Hi Alex
Thanks Daniel, API stuff is a little hard for me: the more I study, the less I edit. :-)
Just to have a try, I called the same page, "render" action gives a file of ~ 3.4 kBy, "api" action a file of ~ 5.6 kBy.
That's because the render call returns just the HTML, while the API call includes some meta-info in the XML wrapper.
Obviuosly I'm thinking to bot download. You are suggesting that it would be a good idea to use a *unlogged
- bot to avoid page parsing, and to catch the page code from some cache?
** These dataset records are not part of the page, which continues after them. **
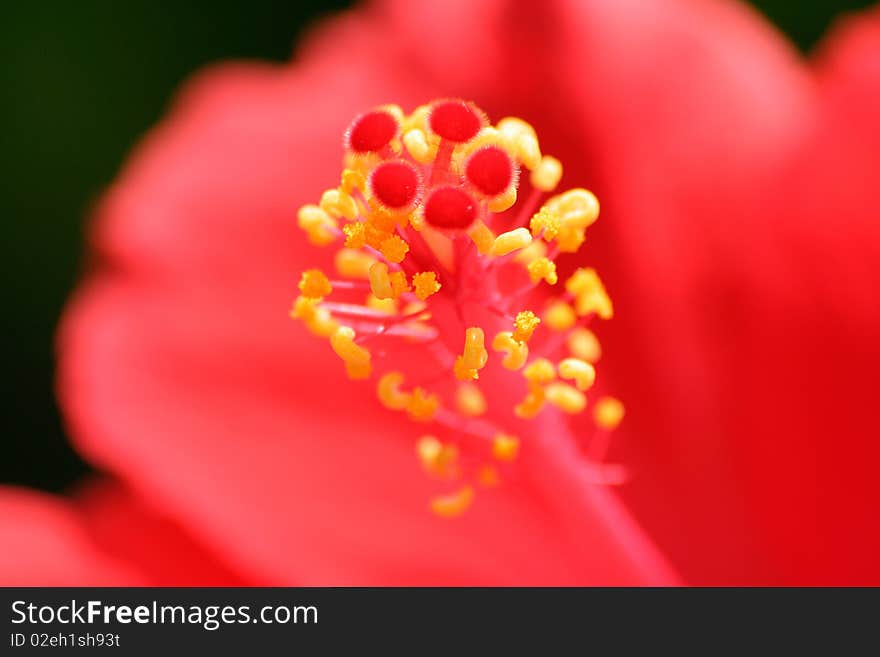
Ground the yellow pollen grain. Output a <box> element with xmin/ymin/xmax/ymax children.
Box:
<box><xmin>558</xmin><ymin>358</ymin><xmax>596</xmax><ymax>391</ymax></box>
<box><xmin>389</xmin><ymin>271</ymin><xmax>410</xmax><ymax>298</ymax></box>
<box><xmin>513</xmin><ymin>310</ymin><xmax>540</xmax><ymax>343</ymax></box>
<box><xmin>492</xmin><ymin>434</ymin><xmax>520</xmax><ymax>461</ymax></box>
<box><xmin>527</xmin><ymin>257</ymin><xmax>558</xmax><ymax>285</ymax></box>
<box><xmin>523</xmin><ymin>358</ymin><xmax>556</xmax><ymax>385</ymax></box>
<box><xmin>330</xmin><ymin>326</ymin><xmax>372</xmax><ymax>380</ymax></box>
<box><xmin>406</xmin><ymin>387</ymin><xmax>440</xmax><ymax>422</ymax></box>
<box><xmin>594</xmin><ymin>396</ymin><xmax>625</xmax><ymax>430</ymax></box>
<box><xmin>543</xmin><ymin>300</ymin><xmax>576</xmax><ymax>331</ymax></box>
<box><xmin>567</xmin><ymin>327</ymin><xmax>602</xmax><ymax>363</ymax></box>
<box><xmin>545</xmin><ymin>382</ymin><xmax>587</xmax><ymax>414</ymax></box>
<box><xmin>412</xmin><ymin>271</ymin><xmax>441</xmax><ymax>300</ymax></box>
<box><xmin>455</xmin><ymin>382</ymin><xmax>487</xmax><ymax>417</ymax></box>
<box><xmin>379</xmin><ymin>234</ymin><xmax>410</xmax><ymax>263</ymax></box>
<box><xmin>298</xmin><ymin>269</ymin><xmax>332</xmax><ymax>299</ymax></box>
<box><xmin>430</xmin><ymin>486</ymin><xmax>474</xmax><ymax>518</ymax></box>
<box><xmin>342</xmin><ymin>222</ymin><xmax>366</xmax><ymax>249</ymax></box>
<box><xmin>468</xmin><ymin>220</ymin><xmax>495</xmax><ymax>255</ymax></box>
<box><xmin>377</xmin><ymin>372</ymin><xmax>411</xmax><ymax>410</ymax></box>
<box><xmin>492</xmin><ymin>332</ymin><xmax>529</xmax><ymax>371</ymax></box>
<box><xmin>454</xmin><ymin>327</ymin><xmax>488</xmax><ymax>381</ymax></box>
<box><xmin>529</xmin><ymin>207</ymin><xmax>560</xmax><ymax>240</ymax></box>
<box><xmin>334</xmin><ymin>248</ymin><xmax>375</xmax><ymax>279</ymax></box>
<box><xmin>297</xmin><ymin>204</ymin><xmax>338</xmax><ymax>246</ymax></box>
<box><xmin>491</xmin><ymin>227</ymin><xmax>532</xmax><ymax>257</ymax></box>
<box><xmin>530</xmin><ymin>155</ymin><xmax>563</xmax><ymax>192</ymax></box>
<box><xmin>546</xmin><ymin>188</ymin><xmax>600</xmax><ymax>230</ymax></box>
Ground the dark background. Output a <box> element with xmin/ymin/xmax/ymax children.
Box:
<box><xmin>1</xmin><ymin>0</ymin><xmax>872</xmax><ymax>493</ymax></box>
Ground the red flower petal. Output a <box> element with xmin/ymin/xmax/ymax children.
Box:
<box><xmin>0</xmin><ymin>486</ymin><xmax>142</xmax><ymax>585</ymax></box>
<box><xmin>60</xmin><ymin>0</ymin><xmax>878</xmax><ymax>585</ymax></box>
<box><xmin>76</xmin><ymin>480</ymin><xmax>250</xmax><ymax>585</ymax></box>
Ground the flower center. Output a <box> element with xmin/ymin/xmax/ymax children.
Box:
<box><xmin>293</xmin><ymin>100</ymin><xmax>625</xmax><ymax>516</ymax></box>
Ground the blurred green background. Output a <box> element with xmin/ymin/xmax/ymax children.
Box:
<box><xmin>0</xmin><ymin>0</ymin><xmax>872</xmax><ymax>493</ymax></box>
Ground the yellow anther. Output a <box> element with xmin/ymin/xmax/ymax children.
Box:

No. I'm saying that non-logged-in views of full pages are what causes the least server load. I'm not saying that this is what you should use. For one thing, it wasts bandwidth and causes additional work on your side (tripping the skin cruft).
I would recommend to use action=render if you need just the plain old html, or the API if you need a bit more control, e.g. over whether templates are resolved or not, how redirects are handled, etc.
If your bot is logged in when fetching the pages would only matter if you requested full page html. Which, as I said, isn't the best option for what you are doing. So, log in or not, it doesn't matter. But do use a distinctive and descriptive User Agent string for your bot, ideally containing some contact info http://meta.wikimedia.org/wiki/User-Agent_policy.
Note that as soon as the bot does any editing, it really should be logged in, and, depending on the wiki's rules, have a bot flag, or have some specific info on its user page.
I know that some thousands of calls are nothing for wiki servers, but... I always try to get a good performance, even from the most banal template.
That'S always a good idea :)
-- daniel